# I know.. not another "what size" thread



## givethepigeye (Aug 23, 2009)

But I am really confused, I am currently riding a Madone 4.5 size 61 w/ a 110 stem. I am looking @ a Ridley Damo or Excaliber. When I put me measurements on the CC fitter I get the following:

Measurements
-------------------------------------------
Inseam: 35.75
Trunk: 26.5
Forearm: 14.5
Arm: 27.625
Thigh: 26
Lower Leg: 24.25
Sternal Notch: 61.5
Total Body Height: 73.75


The Competitive Fit (cm)
-------------------------------------------
Seat tube range c-c: 58.8 - 59.3
Seat tube range c-t: 60.6 - 61.1
Top tube length: 57.0 - 57.4
Stem Length: 12.2 - 12.8
BB-Saddle Position: 83.0 - 85.0
Saddle-Handlebar: 57.1 - 57.7
Saddle Setback: 6.6 - 7.0


The Eddy Fit (cm)
-------------------------------------------
Seat tube range c-c: 60.0 - 60.5
Seat tube range c-t: 61.8 - 62.3
Top tube length: 57.0 - 57.4
Stem Length: 11.1 - 11.7
BB-Saddle Position: 82.2 - 84.2
Saddle-Handlebar: 57.9 - 58.5
Saddle Setback: 7.8 - 8.2

Are the measurements on the Trek website off? ie. (C-T = 59.3, EFF Top Tube = 59.8 and HT = 23). With those measurements the Madone 62 matches up to an XL Damo or Excaliber. Everyone assures me that the L in a Ridley is the way to go. 

Confused.


----------



## Guest (Aug 25, 2009)

Don't be overly reliant on the online calculators, they're good for an initial guide. Try and get a test ride, if nothing local maybe the Competitive cyclist demo program, they'll ship you a Ridley, don't know if they demo the Damo or not but many of the Ridleys use the same geo it does.


----------



## JulesYK (Jul 2, 2007)

*Agree re. not being overly reliant on the fit calculators*

The most comfortable bike I have has a top tube length that's longer than the longest recommended length on the CC calculator, and that is based on body measurements from a professional fitter. That bike is custom, and no matter how many times it seems that the top tube and front center measurements are too long, I can ride that bike all day with no back problems or discomfort, and that's not true about my other bikes. Of course, that bike is built with a long headtube so there is virtually no drop from the saddle to the bars, but the important thing is the fit, not the PRO look. If you are able to get professionally fit on an existing bike to the point where it fits great, you can replicate key measurements from that bike on other bikes to see what the right size is. Competitive Cyclist did this for me for a frame I was considering.
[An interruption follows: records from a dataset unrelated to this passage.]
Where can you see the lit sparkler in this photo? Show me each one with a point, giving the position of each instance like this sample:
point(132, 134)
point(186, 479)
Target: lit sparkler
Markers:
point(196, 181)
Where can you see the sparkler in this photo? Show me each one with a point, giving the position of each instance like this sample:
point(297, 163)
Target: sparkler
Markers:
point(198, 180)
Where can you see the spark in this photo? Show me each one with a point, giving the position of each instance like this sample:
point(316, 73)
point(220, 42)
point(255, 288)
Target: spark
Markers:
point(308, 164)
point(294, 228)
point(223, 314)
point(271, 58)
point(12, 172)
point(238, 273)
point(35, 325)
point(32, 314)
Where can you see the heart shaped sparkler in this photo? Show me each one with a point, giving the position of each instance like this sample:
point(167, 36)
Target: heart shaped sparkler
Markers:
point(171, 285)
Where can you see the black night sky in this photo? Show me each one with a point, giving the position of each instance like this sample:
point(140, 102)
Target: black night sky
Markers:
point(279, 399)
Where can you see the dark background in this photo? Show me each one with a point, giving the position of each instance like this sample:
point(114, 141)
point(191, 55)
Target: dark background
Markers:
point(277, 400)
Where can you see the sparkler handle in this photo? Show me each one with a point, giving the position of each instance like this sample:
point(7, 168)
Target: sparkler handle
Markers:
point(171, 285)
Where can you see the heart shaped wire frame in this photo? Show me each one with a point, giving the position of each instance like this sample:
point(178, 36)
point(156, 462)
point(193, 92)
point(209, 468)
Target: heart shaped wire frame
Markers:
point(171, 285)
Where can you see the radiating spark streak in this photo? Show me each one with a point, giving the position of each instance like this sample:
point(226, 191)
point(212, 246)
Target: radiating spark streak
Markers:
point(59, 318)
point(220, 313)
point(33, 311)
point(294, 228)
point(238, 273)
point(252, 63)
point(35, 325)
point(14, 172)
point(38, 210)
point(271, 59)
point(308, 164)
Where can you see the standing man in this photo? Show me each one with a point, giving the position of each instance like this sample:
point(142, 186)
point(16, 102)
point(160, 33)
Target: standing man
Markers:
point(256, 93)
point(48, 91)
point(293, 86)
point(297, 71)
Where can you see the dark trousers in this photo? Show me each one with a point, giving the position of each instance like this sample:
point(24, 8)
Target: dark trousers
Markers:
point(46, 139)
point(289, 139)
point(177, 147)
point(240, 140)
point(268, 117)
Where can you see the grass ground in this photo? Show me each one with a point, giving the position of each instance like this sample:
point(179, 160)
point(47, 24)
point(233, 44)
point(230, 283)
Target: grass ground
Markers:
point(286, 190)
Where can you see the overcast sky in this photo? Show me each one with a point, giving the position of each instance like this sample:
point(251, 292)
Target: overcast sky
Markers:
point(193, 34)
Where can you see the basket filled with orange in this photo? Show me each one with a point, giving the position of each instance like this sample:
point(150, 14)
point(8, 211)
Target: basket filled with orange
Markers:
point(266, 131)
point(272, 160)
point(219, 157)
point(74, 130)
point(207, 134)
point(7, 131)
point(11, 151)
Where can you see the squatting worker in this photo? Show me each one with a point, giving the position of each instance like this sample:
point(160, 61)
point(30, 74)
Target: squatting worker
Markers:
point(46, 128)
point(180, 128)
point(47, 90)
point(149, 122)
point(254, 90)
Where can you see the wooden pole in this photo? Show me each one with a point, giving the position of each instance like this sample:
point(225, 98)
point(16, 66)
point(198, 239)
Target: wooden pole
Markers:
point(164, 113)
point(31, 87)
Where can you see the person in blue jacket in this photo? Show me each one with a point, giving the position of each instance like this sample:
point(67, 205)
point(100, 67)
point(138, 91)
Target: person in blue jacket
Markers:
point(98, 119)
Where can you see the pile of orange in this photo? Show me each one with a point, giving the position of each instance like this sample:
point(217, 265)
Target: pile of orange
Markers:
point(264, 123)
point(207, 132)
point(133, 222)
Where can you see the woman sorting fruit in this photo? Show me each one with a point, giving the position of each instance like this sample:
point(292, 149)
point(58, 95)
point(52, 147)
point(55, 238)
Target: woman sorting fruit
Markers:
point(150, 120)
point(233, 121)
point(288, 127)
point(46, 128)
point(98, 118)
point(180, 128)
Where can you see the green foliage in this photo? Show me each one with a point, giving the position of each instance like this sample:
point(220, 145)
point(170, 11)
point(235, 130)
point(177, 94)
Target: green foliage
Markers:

They were able to mock up the bike to the exact measurements from my custom bike to give me the correct frame size.


----------



## givethepigeye (Aug 23, 2009)

Thanks


----------



## dismal (Jul 28, 2009)

This might be a fun read also, just to confuse you further:
http://www.rivbike.com/article/bike_fit/choosing_a_frame_size

;-)

If you can, do test the bike.


----------